La réunion se termina sans résolution claire. Riley fut affecté à un bataillon d’entraînement à Camp Pendleton où il enseigna des tactiques de petites unités aux Marines remplaçants. Il évoqua les javelots de temps à autre, mais sans matériaux ni soutien officiel, le concept demeura théorique. D’ici août 1944, le programme des javelots de Bougainville avait été oublié. Les Marines qui les avaient utilisés étaient dispersés à travers le Pacifique. Les armes elles-mêmes avaient pourri dans la jungle. Aucun document officiel ne subsistait. L’innovation mourut. Riley servit dans le Pacifique jusqu’en septembre 1945. Il participa à des opérations sur Iwo Jima et Okinawa où le terrain et les tactiques rendaient les javelots impraticables. Il ne lança plus jamais un seul javelot en combat. Après la capitulation du Japon, il retourna à Pittsburgh. Il travailla dans le bâtiment pendant deux ans, puis prit un emploi dans un atelier de fabrication de pièces industrielles. Il se maria en 1948, eut trois enfants et vécut dans le même quartier où il avait grandi. Il ne parla jamais de la guerre. Lorsqu’on insistait, il disait : j’ai fait mon travail, je suis rentré à la maison, c’est suffisant.

En 1962, un historien militaire recherchant les innovations du corps des Marines tomba sur des références fragmentaires aux armes de standoff dans les rapports de Bougainville. Il retrouva Riley grâce aux associations de vétérans. Est-il vrai que vous avez inventé des lances, des javelots ? Je ne les ai pas inventés, les Grecs les utilisaient il y a trois mille ans. Mais vous les avez utilisés contre les bunkers ? Pendant environ trois semaines, puis les généraux ont décidé que c’était trop étrange. L’historien publia un court article dans une revue militaire. Il mentionnait une seule fois le nom de Riley. Aucune recherche complémentaire n’eut lieu.
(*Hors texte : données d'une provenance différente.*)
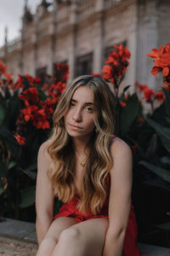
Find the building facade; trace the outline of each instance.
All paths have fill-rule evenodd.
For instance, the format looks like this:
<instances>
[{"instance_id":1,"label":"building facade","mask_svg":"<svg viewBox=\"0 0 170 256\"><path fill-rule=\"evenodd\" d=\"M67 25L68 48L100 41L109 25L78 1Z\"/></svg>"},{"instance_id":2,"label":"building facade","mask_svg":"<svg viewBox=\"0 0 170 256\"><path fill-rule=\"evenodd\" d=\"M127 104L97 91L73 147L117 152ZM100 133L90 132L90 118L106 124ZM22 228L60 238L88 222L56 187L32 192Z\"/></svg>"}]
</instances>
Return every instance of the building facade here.
<instances>
[{"instance_id":1,"label":"building facade","mask_svg":"<svg viewBox=\"0 0 170 256\"><path fill-rule=\"evenodd\" d=\"M170 42L169 0L42 0L33 15L26 1L20 38L0 49L0 60L18 73L42 76L57 62L68 63L69 81L101 73L114 44L131 52L124 84L135 82L156 89L150 74L153 48Z\"/></svg>"}]
</instances>

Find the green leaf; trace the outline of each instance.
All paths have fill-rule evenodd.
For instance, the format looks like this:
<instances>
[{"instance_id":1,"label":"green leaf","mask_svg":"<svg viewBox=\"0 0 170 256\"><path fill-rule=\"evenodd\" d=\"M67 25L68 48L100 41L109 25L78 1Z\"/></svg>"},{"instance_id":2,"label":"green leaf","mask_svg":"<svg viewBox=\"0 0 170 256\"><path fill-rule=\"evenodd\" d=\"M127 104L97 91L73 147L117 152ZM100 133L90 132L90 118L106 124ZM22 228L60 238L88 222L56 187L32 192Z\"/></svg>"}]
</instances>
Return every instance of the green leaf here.
<instances>
[{"instance_id":1,"label":"green leaf","mask_svg":"<svg viewBox=\"0 0 170 256\"><path fill-rule=\"evenodd\" d=\"M145 120L156 131L160 137L164 147L170 152L170 128L163 127L154 120L150 119L148 116L144 117Z\"/></svg>"},{"instance_id":2,"label":"green leaf","mask_svg":"<svg viewBox=\"0 0 170 256\"><path fill-rule=\"evenodd\" d=\"M16 166L16 162L14 161L10 161L8 164L8 170L12 169L13 167L14 167Z\"/></svg>"},{"instance_id":3,"label":"green leaf","mask_svg":"<svg viewBox=\"0 0 170 256\"><path fill-rule=\"evenodd\" d=\"M168 116L170 116L170 96L169 92L165 90L164 88L162 89L163 90L163 93L165 95L165 108L166 108L166 112Z\"/></svg>"},{"instance_id":4,"label":"green leaf","mask_svg":"<svg viewBox=\"0 0 170 256\"><path fill-rule=\"evenodd\" d=\"M3 108L2 105L0 105L0 124L3 123L3 120L4 119L4 116L5 116L5 110L4 108Z\"/></svg>"},{"instance_id":5,"label":"green leaf","mask_svg":"<svg viewBox=\"0 0 170 256\"><path fill-rule=\"evenodd\" d=\"M0 177L6 177L6 175L5 175L5 170L4 170L3 165L2 161L0 161Z\"/></svg>"},{"instance_id":6,"label":"green leaf","mask_svg":"<svg viewBox=\"0 0 170 256\"><path fill-rule=\"evenodd\" d=\"M122 108L121 114L121 136L125 136L130 130L139 112L139 103L137 96L133 94L127 106Z\"/></svg>"},{"instance_id":7,"label":"green leaf","mask_svg":"<svg viewBox=\"0 0 170 256\"><path fill-rule=\"evenodd\" d=\"M150 142L150 147L147 149L148 154L154 155L156 148L157 148L157 134L154 133Z\"/></svg>"},{"instance_id":8,"label":"green leaf","mask_svg":"<svg viewBox=\"0 0 170 256\"><path fill-rule=\"evenodd\" d=\"M35 202L36 186L29 187L20 191L21 200L20 207L26 208L31 206Z\"/></svg>"},{"instance_id":9,"label":"green leaf","mask_svg":"<svg viewBox=\"0 0 170 256\"><path fill-rule=\"evenodd\" d=\"M3 180L0 180L0 195L4 192L4 182Z\"/></svg>"},{"instance_id":10,"label":"green leaf","mask_svg":"<svg viewBox=\"0 0 170 256\"><path fill-rule=\"evenodd\" d=\"M145 166L147 169L151 171L156 175L159 176L161 178L162 178L166 182L170 183L170 172L168 172L167 170L163 169L160 166L156 166L150 164L144 160L139 161L139 164Z\"/></svg>"}]
</instances>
L’histoire resta dans l’oubli. Jack Riley mourut en 1989 à l’âge de 67 ans d’une insuffisance cardiaque. Sa notice nécrologique dans le Pittsburgh Post-Gazette comptait quatre paragraphes. Il y était mentionné son service dans les Marines, son travail dans un atelier de machines, ses trois enfants et ses sept petits-enfants. Mais rien sur la colline 155, ni sur les javelots, ni sur les 90 Marines dont il avait probablement sauvé la vie. Des années plus tard, son petit-fils retrouva une seule photo en fouillant dans la maison : Riley en tenue de jungle tenant un mât de bambou avec une pointe en acier, debout à côté du sergent Dawson. Les deux hommes souriaient. Au dos de la photo, il était inscrit : Bougainville, avril 1944, les lanceurs de lance.

C’est ainsi que l’innovation se fait réellement en guerre : pas à travers des comités de passation de marché ou des canaux officiels, mais à travers des hommes enrôlés qui voient un problème et le résolvent avec les matériaux qu’ils peuvent récupérer ; à travers des Marines prêts à risquer un conseil de guerre pour sauver leurs camarades ; à travers des sergents qui ferment les yeux lorsque les règlements entrent en conflit avec la réalité. Le corps des Marines n’a jamais adopté les javelots de Riley, mais pendant trois semaines au printemps 1944, ils furent l’arme antibunker la plus efficace du théâtre du Pacifique. Et ce simple soldat de Pittsburgh, qui avait appris à lancer de son grand-père, qui avait grandi à transporter du métal de récupération dans le quartier de Polish Hill, qui ne pouvait pas suivre des doctrines stupides même quand on lui ordonnait, sauva plus de vies que la plupart des généraux. Il n’en reçut tout simplement jamais de reconnaissance.